Nor is state Rep. Ben Smaltz, R-Auburn, chairman of the House Public Policy Committee, which reviews and approves gaming legislation, yet taking a definite position on reassigning the second Gary casino license to Hammond, Portage or anywhere else.
"People have some good ideas about all sorts of stuff," Smaltz said in an exclusive interview with The Times.
"I wouldn't rule out any piece of legislation, any concepts."
Smaltz said he's approaching the legislative session that begins in January with "a super open mind" about every issue that's likely to come before the committee he has led for the past two years.
He acknowledged hearing about the recommended Gary casino move, as well as the license interest from other communities, but said he won't be taking a stance on those ideas until he can read the actual proposed laws necessary to implement them.
"So far, everybody I've talked to about that has been well-reasoned, so I look forward to some well-reasoned language coming our way," Smaltz said.
Once he has a proposal, Smaltz explained he will work through what is good about it and what is bad about it, and only then consider whether to bring it before his committee for a decision on revising and advancing it to the full House.
"I need to see the argument for how it helps Hoosiers, and then we'll work through the process," Smaltz said.
Gary leaders contend that moving the Majestic Star out of Buffington Harbor is the first stage in a potentially transformative project that could revitalize the Steel City as a national transportation hub and produce considerable tax revenue for the state.
The tentative plan, endorsed last month by a legislative study committee, calls for developing a Lake Michigan port at Buffington Harbor, as well as an adjacent freight rail terminal, that combined with the city's interstate highway access and nearby airport will entice shippers to bypass the crowded Chicago rail yards and instead transfer and warehouse their products at Gary.
"Gary is uniquely situated to serve as an eastern alternative intermodal freight hub for rail companies, allowing them to move the products faster and cheaper," said state Sen.
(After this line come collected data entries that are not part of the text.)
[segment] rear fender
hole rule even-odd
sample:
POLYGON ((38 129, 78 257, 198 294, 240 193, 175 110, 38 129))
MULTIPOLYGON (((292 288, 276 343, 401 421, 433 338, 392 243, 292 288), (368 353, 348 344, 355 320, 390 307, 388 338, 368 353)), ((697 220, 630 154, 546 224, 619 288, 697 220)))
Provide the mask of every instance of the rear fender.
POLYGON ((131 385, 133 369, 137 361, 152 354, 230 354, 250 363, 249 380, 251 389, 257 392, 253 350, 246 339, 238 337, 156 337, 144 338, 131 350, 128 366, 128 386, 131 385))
Eddie Melton, D-Gary.
At the same time, officials in Hammond and Portage have expressed interest in acquiring the second Gary casino license if the two current Majestic Star boats are permitted to relocate to a single, consolidated location away from Buffington Harbor.
The second Gary license is a remnant of the early days of casino gaming in Indiana when the boats were required to sail. Having two boats allowed Gary, which led the push for Hoosier casinos, to always have one at the dock open for boarding.
Hammond Mayor Thomas McDermott Jr. said the Horseshoe Casino in his city consistently generates the most revenue and correspondingly pays the most in gaming taxes to the state.
As such, McDermott insisted any talk of reassigning the second Gary casino license should start and end with Hammond, since the city has shown it is best positioned to take advantage of the opportunity.
On the other hand, Portage City Council President Mark Oprisko believes a casino in Porter County could anchor a destination resort near Interstate 94, and generate adjacent development and tax revenue for the city, county and state.
Horseshoe Casino Sr. Vice President and General Manager Dan Nita is considerably less enthusiastic about the prospect of reallocating a Gary casino license.
He said moving a casino license — which never has been done in the 25 years that casino gaming has been legal in Indiana — has the potential to significantly disrupt the state's gaming marketplace and endanger the significant investments made by current operators.